Problems

Using mathematical induction prove that $$1+3+5+\cdots +(2n-1)=n^2.$$

Circles and lines are drawn on the plane. They divide the plane into non-intersecting regions, see the picture below.

Show that it is possible to colour the regions with two colours in such a way that no two regions sharing some length of border are the same colour.

Numbers $1,2,\dots ,n$ are written on a whiteboard. In one go Louise is allowed to wipe out any two numbers $a$ and $b$, and write their sum $a+b$ instead. Louise enjoys erasing the numbers, and continues the procedure until only one number is left on the whiteboard.

What number is it? What if instead of $a+b$ she writes $a+b-1$?

Prove that

(a) $$1^2+2^2+3^2+\cdots +n^2=\frac{1}{6}n(n+1)(2n+1)$$

(b) $$1^2+3^2+5^2+\cdots +(2n-1{)}^2=\frac{1}{3}n(2n-1)(2n+1).$$

Using mathematical induction prove that $2^n>n$ for all natural numbers.
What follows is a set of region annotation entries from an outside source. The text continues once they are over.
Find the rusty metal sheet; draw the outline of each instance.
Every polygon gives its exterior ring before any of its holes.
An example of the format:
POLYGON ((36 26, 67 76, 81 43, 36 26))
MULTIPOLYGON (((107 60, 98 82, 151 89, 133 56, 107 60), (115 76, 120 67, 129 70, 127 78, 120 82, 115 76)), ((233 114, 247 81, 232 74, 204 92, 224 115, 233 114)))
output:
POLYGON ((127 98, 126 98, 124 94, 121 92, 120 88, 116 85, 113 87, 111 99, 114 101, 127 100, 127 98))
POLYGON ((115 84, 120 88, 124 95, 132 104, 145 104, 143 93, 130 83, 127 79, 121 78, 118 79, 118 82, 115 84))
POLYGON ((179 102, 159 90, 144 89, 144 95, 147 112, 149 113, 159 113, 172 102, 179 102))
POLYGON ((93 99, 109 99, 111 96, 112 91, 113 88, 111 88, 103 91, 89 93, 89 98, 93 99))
Using mathematical induction show that $2^n>n$ for all natural numbers $n$.

Illustrate with a picture

(a) $(a-b{)}^2=a^2-2ab+b^2$,

(b) $a^2-b^2=(a-b)(a+b)$,

(c) $(a+b+c{)}^2=a^2+b^2+c^2+2ab+2ac+2bc$.

Suppose $a>b$. Explain using the number line why

(a) $a-c>b-c$, (b) $2a>2b$.

Suppose $a>b$ and $c>d$. Prove that $a+c>b+d$.

Using mathematical induction prove that $2^n\ge n+1$ for all natural numbers.